WhiteStone’s welcoming lobby. Photo: Alise O’Brien

WhiteStone’s outdoor dining venue.

Value also means selecting a product because of its longer warranty, sturdy construction or durability. While all furnishings should be durable and safe for residents, there are certain areas and types of furnishings that are used regularly, subjecting them to more wear and tear. Consider paying a little more for these pieces, such as dining room chairs, if it means a longer warranty or high-quality construction (figure 5).

The well-appointed dining room at Pacific Springs Village, Omaha, Neb. Photo: Alise O’Brien

In addition to durability, safety is a primary concern. Glider rockers, for example, are much in demand by residents but they can be unsafe for seniors, and especially those who are frail or who experience balance problems. But, there is a solution. Manufacturers specializing in senior living offer features such as passive lock mechanisms, which prevent the chair from rocking when pressure or weight is applied to the arms. And, residents can get in and out of the chair without assistance, adding to a more independent lifestyle.

Value might be a higher level of service-procuring the furniture through a resource that can be easily contacted to handle any issues that might arise with the product over time. Think through not only the selection process and immediate purchase, but also the long-term commitment that is made when purchasing furnishings for your community. The furnishings might come from multiple manufacturers. Procuring them through one resource will provide a single-source contact, saving your staff time should an issue arise.

Once the proper furnishings for the community have been selected, consider the layout of rooms. Where and how will you arrange these carefully evaluated products? Within a space, especially the common living areas, the design should offer residents multiple options. A large living/activity space, for example, might need to provide areas for smaller intimate visits/conversation, TV or movie watching, writing a letter or completing a puzzle.

This brings up another important component that of the selection process-flexibility. For example, an activity room that also serves as a game room for residents to enjoy Wii bowling, would benefit from having lightweight folding tables that can be stored as opposed to a heavy stationary table with a metal base. Tables with flip-top mechanisms and casters are also helpful in this setting. But, is there a space where these items can be stored when not in use? Thinking these matters through early in the design process, will help to avoid future headaches.


Studies show how important the FF&A elements are, proving that the built environment and, specifically, interiors play a vital part in our overall well-being.

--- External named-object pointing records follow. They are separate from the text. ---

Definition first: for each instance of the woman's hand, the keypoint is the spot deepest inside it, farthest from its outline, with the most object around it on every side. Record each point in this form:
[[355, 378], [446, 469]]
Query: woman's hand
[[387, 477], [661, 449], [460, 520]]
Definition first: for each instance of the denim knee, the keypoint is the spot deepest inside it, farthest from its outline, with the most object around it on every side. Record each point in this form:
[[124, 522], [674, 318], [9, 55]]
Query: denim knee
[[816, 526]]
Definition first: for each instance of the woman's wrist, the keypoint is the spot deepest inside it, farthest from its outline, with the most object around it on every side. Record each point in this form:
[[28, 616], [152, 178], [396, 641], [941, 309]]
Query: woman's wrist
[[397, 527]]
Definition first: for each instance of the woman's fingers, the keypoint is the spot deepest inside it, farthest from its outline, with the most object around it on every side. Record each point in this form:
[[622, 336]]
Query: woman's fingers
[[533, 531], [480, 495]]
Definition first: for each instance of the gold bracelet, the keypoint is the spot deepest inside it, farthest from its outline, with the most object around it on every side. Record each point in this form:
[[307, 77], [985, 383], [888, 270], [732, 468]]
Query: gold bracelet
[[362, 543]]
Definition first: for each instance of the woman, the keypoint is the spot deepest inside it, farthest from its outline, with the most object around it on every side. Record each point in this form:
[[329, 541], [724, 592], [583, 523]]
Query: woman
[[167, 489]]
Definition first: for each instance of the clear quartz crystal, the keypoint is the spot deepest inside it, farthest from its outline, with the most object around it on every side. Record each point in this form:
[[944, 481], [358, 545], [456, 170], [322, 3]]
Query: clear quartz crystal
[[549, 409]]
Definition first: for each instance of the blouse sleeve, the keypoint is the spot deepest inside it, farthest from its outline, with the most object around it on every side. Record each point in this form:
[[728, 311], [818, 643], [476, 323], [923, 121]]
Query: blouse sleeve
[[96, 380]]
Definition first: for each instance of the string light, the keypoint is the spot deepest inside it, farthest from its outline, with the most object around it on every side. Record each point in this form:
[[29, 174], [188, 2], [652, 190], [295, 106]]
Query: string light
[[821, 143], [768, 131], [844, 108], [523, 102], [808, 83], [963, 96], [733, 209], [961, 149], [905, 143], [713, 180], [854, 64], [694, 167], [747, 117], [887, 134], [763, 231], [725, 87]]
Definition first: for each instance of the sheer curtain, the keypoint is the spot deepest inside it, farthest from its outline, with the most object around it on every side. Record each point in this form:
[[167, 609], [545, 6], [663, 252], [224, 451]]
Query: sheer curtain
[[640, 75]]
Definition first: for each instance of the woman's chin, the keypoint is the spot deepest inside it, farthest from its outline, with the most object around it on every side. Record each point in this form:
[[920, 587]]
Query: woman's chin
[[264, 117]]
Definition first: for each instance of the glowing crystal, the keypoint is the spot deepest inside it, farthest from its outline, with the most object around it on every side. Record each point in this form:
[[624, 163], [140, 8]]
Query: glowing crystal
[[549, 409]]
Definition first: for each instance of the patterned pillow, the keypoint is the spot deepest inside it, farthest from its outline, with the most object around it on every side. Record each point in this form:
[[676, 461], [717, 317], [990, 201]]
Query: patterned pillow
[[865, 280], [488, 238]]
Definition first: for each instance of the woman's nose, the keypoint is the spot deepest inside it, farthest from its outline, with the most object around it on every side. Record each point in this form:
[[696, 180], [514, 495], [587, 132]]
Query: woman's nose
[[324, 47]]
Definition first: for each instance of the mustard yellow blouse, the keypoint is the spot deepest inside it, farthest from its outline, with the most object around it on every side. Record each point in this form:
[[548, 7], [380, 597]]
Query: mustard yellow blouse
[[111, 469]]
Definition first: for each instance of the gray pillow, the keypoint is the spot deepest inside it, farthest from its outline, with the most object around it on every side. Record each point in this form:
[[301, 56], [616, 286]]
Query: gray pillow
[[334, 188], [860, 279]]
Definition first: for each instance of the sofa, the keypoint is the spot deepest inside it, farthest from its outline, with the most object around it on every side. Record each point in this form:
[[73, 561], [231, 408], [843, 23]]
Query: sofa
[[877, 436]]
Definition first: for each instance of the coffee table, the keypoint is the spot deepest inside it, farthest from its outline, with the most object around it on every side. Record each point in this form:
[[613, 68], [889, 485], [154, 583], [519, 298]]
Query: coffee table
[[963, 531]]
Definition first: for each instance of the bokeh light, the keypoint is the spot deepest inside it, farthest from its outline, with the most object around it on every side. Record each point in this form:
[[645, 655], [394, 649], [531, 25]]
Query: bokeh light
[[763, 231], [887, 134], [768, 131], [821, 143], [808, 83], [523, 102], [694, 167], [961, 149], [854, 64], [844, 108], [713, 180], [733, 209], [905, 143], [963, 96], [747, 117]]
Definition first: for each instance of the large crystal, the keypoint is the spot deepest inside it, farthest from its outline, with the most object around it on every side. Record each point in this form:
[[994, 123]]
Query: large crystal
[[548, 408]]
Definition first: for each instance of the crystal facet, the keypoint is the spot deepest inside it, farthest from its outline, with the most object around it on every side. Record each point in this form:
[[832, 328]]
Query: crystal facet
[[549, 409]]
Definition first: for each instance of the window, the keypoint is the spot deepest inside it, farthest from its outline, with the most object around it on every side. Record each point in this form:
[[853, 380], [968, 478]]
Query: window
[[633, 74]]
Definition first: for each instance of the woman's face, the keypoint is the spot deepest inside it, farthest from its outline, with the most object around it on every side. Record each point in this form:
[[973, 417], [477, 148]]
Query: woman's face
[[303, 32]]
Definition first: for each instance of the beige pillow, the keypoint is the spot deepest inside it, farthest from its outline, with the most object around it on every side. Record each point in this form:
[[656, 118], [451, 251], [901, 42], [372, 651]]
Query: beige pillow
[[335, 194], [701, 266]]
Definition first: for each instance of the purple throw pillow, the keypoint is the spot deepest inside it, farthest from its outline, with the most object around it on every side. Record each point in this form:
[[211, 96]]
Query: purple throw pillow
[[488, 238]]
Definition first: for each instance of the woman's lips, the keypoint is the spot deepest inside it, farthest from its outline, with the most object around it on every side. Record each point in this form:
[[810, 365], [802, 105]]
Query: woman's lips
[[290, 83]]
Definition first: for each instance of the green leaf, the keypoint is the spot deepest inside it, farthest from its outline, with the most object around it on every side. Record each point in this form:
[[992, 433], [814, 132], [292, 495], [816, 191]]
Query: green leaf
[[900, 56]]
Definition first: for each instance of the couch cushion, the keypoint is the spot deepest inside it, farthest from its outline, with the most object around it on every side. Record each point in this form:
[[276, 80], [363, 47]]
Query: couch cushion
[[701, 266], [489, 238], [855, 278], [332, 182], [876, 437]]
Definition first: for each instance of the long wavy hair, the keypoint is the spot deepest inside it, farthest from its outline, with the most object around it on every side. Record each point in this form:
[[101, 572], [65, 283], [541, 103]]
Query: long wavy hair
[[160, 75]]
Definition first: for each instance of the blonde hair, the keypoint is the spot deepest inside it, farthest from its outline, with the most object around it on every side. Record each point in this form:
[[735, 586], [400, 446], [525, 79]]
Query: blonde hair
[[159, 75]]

Bringing in an interior planner who specializes in senior living environments early on in the design process is the key to a successful project. Early planning can have a direct impact on a project’s bottom line; it can help a community evaluate products, finishes and multiple design solutions; and it can provide the space for educated decision making.

The combination of early planning, a senior living interior expert and a true concern for creating meaningful environments can be the difference between a nice environment and one that speaks to the emotional, psychological and physical needs of a resident. While evidence-based design has been mainstream in the general healthcare industry, it is finally being recognized for the value it brings to senior living communities as well.